Большие и даже средние по величине плевральные экссудаты могут вызвать дислокацию средостения и крупных сосудов в здоровую сторону, что при смещении влево может сопровождаться перегибом больших венозных сосудов, резким набуханием шейных вен, застоем в органах брюшной полости и уменьшением притока крови к сердцу. При смещении средостения вправо наблюдается смещение аорты и особенно легочной артерии, что также приводит к обеднению сердца артериальной кровью, к уменьшению систолического и минутного объема выбрасываемой крови. Большие смещения сердца и особенно крупных сосудов могут привести при резких движениях в кровати, при попытках сесть или встать к внезапной смерти.

Клиническое течение острых посттравматических эмпием определяется, прежде всего, характером повреждения грудной стенки, легкого и других внутренних органов. При закрытых травмах груди, ранениях без повреждения легкого и с незначительным повреждением тканей грудной стенки эмпиема развивается как нагноение гемоторакса. Эмпиема плевры после ранений с повреждением легкого протекает более тяжело, что обусловлено степенью повреждения легкого, наличием и характером бронхоплевральных сообщений. Чаще всего гнойный процесс начинается в плевральной полости как нагноение инфицированного гемоторакса. Однако нагноение может развиваться и в плевре, и в поврежденном легком. Клиническая картина в таких случаях соответствует клинической картине эмпиемы, протекающей с деструкцией легкого. Наиболее тяжело протекают эмпиемы после ранений с широко открытым наружным пневмотораксом. Гнойный процесс в таких случаях характеризуется бурным клиническим течением по типу раневого сепсиса, переходит на грудную стенку с развитием флегмоны. Прогноз часто неблагоприятный.
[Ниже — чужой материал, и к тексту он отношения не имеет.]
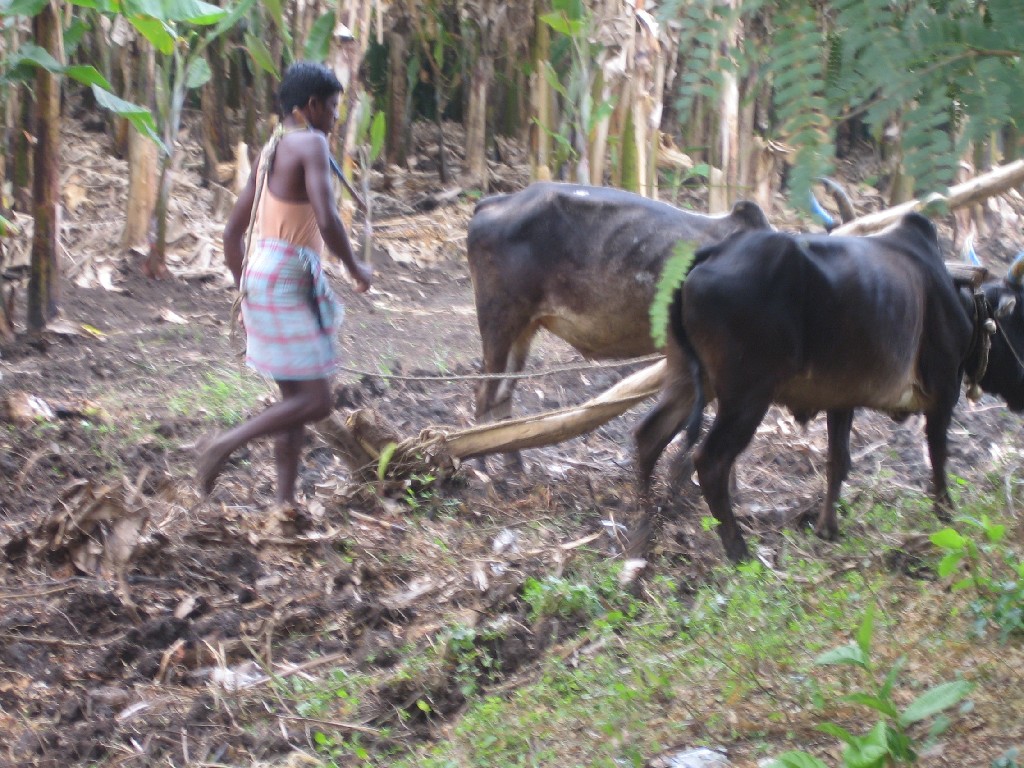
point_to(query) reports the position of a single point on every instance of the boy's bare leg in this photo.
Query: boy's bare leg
(287, 451)
(302, 401)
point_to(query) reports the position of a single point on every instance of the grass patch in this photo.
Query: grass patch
(223, 397)
(737, 660)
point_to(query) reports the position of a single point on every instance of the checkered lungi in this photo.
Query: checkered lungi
(290, 313)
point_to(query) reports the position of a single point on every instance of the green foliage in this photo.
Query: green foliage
(552, 596)
(674, 272)
(223, 397)
(419, 489)
(466, 649)
(385, 459)
(994, 571)
(941, 73)
(318, 42)
(889, 740)
(571, 75)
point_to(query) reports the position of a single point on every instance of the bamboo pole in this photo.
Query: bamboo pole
(986, 185)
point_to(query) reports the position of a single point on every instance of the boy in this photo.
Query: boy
(290, 314)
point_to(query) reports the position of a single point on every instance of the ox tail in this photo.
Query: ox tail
(695, 418)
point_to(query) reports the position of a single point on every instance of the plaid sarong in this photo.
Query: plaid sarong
(291, 315)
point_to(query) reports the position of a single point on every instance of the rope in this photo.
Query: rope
(483, 377)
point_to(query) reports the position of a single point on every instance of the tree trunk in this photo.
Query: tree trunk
(476, 119)
(141, 189)
(540, 99)
(156, 263)
(629, 162)
(217, 144)
(397, 107)
(22, 171)
(43, 284)
(141, 165)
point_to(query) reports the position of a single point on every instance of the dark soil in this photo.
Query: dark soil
(125, 598)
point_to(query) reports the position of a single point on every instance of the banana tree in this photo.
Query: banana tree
(180, 31)
(40, 61)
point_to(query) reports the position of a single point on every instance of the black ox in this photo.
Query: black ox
(817, 323)
(581, 261)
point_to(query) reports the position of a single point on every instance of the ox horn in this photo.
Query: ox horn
(821, 214)
(843, 202)
(1016, 273)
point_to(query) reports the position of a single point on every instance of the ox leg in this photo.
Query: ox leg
(657, 429)
(732, 431)
(840, 424)
(936, 427)
(506, 352)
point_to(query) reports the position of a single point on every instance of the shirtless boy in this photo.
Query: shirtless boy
(290, 314)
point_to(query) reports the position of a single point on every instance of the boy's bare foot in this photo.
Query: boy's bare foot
(213, 456)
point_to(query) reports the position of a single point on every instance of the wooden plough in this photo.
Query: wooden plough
(364, 436)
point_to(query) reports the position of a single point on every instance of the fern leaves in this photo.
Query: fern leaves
(673, 273)
(942, 73)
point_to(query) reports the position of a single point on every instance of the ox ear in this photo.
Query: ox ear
(1016, 274)
(1006, 307)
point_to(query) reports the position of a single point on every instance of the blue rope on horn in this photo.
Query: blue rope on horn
(968, 253)
(821, 214)
(1016, 272)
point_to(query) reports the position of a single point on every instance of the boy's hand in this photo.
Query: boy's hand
(363, 274)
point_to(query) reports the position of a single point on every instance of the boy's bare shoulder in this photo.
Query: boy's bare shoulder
(306, 141)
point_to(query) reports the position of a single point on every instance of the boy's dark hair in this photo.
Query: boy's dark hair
(303, 80)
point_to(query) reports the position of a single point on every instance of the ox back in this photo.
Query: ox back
(580, 261)
(815, 323)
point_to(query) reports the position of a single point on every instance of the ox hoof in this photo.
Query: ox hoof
(641, 540)
(826, 531)
(736, 551)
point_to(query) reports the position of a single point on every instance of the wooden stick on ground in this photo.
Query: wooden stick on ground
(364, 436)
Клиническая симптоматика послеоперационных эмпием зависит не только от степени загрязнения плевральной полости, но и от характера перенесенного вмешательства. В связи с этим различают 4 группы послеоперационных эмпием плевры: 1) после пневмонэктомии; 2) после частичной резекции легкого; 3) после операций на пищеводе; 4) после кардиохирургических и других операций без повреждения легкого и других полых органов.

Анаэробные эмпиемы плевры отличаются крайне тяжелым течением. Молниеносные и быстропрогрессирующие формы анаэробной эмпиемы протекают с резчайшей интоксикацией, тахикардией до 120—140 уд/мин, гектической тем­пературой тела, психоэмоциональными расстройствами вплоть до коматозного состояния. Торпидные формы анаэробной эмпиемы тоже отличаются тяжелой общей интоксикацией. Отмечаются резкая бледность, желтушность склер и кожи, нарастающая одышка. При осмотре чаще выявляются отек подкожной клетчатки и кожи на пораженной стороне грудной клетки, усиление болезненности по ходу межреберий. При газообразующих формах анаэробных возбудителей можно уже в ранних стадиях обнаружить при пальпации характерный хруст газа в подкожной клетчатке грудной клетки.

ВОПРОСЫ.

  1. Перечислите основные общие симптомы, встречающиеся при острой эмпиеме плевры?

  2. Перечислите основные местные симптомы, встречающиеся при острой эмпиеме плевры?

  3. Что такое ортопноэ?

  4. Перечислите характерные признаки, наблюдаемые при осмотре, пальпации, перкуссии и аускультации больного острой эмпиемой плевры.

  5. Какие особенности в клиническом течении имеют различные формы осумкованной эмпиемы плевры?

  6. В чем заключается угроза для жизни больного при большом гидротораксе?

  7. Какие формы анаэробной эмпиемы Вы знаете?